Mirando esa foto en sepia,
esa foto tan familiar,
lloraba, la vieja, lloraba
lloraba sin saber que desear.
Sntía sed, sentía angustia
sin siquiera poder emocionarse;
la vieja miraba la pianola,
y la fue a ejecutar sin acobardarse.
¡Y que mal tocaba la vieja!
¡Qué desafinadas esas blancas, esas corcheas!

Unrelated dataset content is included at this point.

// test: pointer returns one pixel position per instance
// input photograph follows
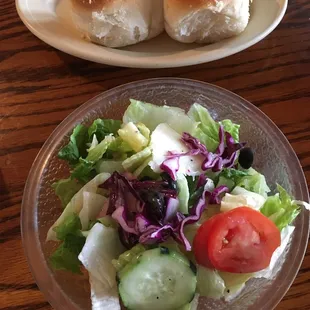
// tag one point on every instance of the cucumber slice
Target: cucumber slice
(158, 279)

pero que bien hacía escucharla,
que bien hacía verla.
Tocate otra fuga, vieja
me haces sentir tan bien;
tocate la cuarentesima,
no importa si de Mozart no tenés ese gen.
Ponete un traje, vieja
ponete un traje de cola,
seguí sintiéndote sola,
pero no dejes de ejecutar la pianola.
Uii, que descargue,,, que bien hace la poesía ¿no?... no tengo gen de alfonsina, pero no me importa, me descargué con la poesía...
comentenn
:):)
Si creo que todos debemos seguir tocando la pianola y vos por ejemplo nunca abandones la poesia, es dificil ponerse a medir metrica y todo pero aunque sea unos versos de vez en vez, esta bien, me voy a leer el nuevo. Leo.